Now we have the gravitational force (F) for Saturn.  In order to make a comparison based on weight, we will also need to do the same calculations for Earth.  Since we already have the gravitational constant and our calculated mass, we need to acquire Earth’s mean radius and it’s mass in kilograms.  These can both be found through the site linked earlier.

  • G = The Gravitational Constant (6.67*10^-11 N^2x m^2/kg^2)
  • m_1 = Object 1 Mass, Earth (5.97*10^24 kg)
  • m_2 = Object 2 Mass, Person (45.5 kg)
  • r = Mean Radius, Earth (6.37*10^6)

Once again we can use Newton’s formula to calculate the value of F:

F_2 = (6.67*10^-11)\frac{(5.97*10^24)(45.5)}{(6.37*10^6)^2}

F_2 = \frac{1.81*10^16}{4.06*10^13}

F_2= 446N

Now that we have both values we can compute the ratio:

R = \frac{F_1}{F_2}where F_1 is the value of Saturn and F_2 is Earth.

R = \frac{508}{446}

R = 1.14

Curiously enough, the ratio arrived at in this equation is higher than the 1.065 cited in the NASA document.  I am assuming this is due to differences in the value used for each planet’s radius.  I will see what I can do about further investigating this discrepancy and amend my post if needed.

Now, to finish our process.  We once again cross-multiply using 100lbs to 1 for the value on Earth.

\frac{100 lbs.}{1} = \frac{x}{1.14}

100 * 1.14 = x * 1

x = 114 lbs

In conclusion, the variations in answer can be explained by taking into account the differences in radius values used in the calculations.  Polar radius, Equatorial radius and mean radius will all give values slightly different from one another in a difference of P_r < m_r < E_r.

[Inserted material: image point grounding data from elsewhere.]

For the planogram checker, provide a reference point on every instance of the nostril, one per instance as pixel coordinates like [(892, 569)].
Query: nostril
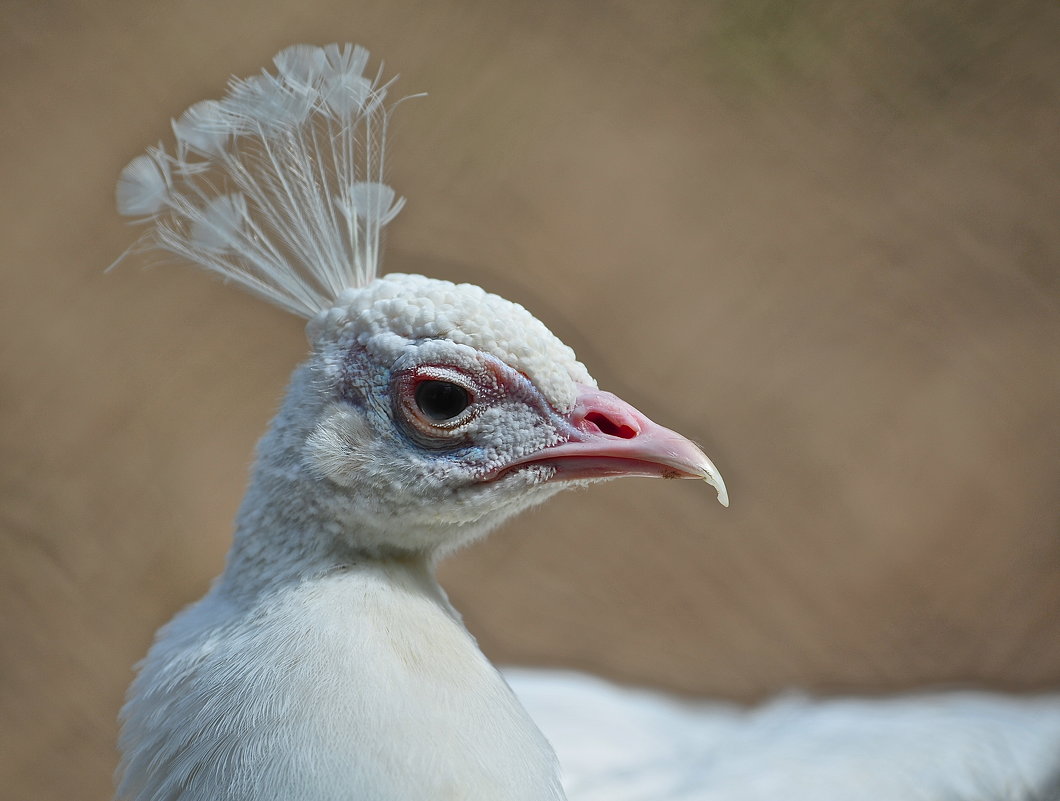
[(610, 427)]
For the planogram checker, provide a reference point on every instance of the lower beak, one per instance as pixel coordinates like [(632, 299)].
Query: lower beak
[(611, 439)]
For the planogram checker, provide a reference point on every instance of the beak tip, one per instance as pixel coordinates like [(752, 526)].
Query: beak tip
[(714, 479)]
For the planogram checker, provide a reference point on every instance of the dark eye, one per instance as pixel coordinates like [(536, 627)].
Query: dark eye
[(441, 401)]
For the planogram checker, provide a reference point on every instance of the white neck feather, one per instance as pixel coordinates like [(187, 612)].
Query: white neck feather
[(321, 670)]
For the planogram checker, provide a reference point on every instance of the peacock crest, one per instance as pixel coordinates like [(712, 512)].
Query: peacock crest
[(279, 185)]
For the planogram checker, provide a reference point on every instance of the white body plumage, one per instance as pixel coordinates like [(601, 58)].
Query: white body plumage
[(358, 684)]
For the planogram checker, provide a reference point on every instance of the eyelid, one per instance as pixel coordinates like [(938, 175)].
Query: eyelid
[(434, 431)]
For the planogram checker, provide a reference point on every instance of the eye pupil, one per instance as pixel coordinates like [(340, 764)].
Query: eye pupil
[(441, 401)]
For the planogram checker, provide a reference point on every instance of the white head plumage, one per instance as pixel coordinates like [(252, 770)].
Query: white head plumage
[(279, 185)]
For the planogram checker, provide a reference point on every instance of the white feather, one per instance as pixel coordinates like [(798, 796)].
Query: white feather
[(279, 185), (617, 744)]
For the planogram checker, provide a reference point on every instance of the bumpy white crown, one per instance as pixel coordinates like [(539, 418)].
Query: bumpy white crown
[(277, 187), (395, 309)]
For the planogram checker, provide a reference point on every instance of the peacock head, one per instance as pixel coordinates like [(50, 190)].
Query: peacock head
[(425, 406), (472, 402)]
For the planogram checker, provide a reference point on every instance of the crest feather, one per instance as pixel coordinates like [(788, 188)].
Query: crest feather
[(279, 185)]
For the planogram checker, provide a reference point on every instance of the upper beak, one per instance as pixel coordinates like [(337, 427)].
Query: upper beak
[(611, 439)]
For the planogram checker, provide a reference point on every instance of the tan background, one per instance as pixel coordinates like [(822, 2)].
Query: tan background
[(817, 236)]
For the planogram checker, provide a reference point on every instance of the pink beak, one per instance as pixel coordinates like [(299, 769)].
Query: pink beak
[(613, 440)]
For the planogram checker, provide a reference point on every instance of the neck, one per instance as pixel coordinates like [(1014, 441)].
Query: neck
[(294, 526)]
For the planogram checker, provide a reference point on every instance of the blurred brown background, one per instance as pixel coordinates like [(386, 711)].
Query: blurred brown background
[(817, 236)]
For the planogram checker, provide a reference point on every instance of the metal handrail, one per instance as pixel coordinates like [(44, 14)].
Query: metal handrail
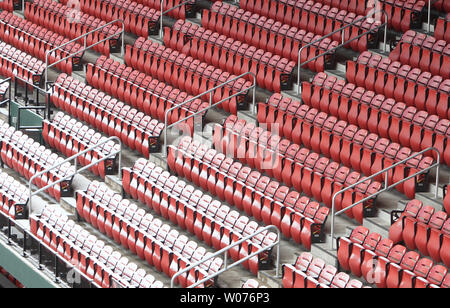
[(225, 252), (6, 100), (83, 36), (110, 155), (138, 228), (342, 29), (147, 90), (27, 233), (211, 105), (161, 34), (386, 185)]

With our calculations it can be assumed that we have a possibility for error.  Based on this information and given a discrepancy of a significant 7.4 lbs, this could account for roughly 7-13% variance in answers to this question.  That said, make certain to note which radius measurement is being asked for when calculating these types of problems.  It could mean the difference between a right and wrong answer.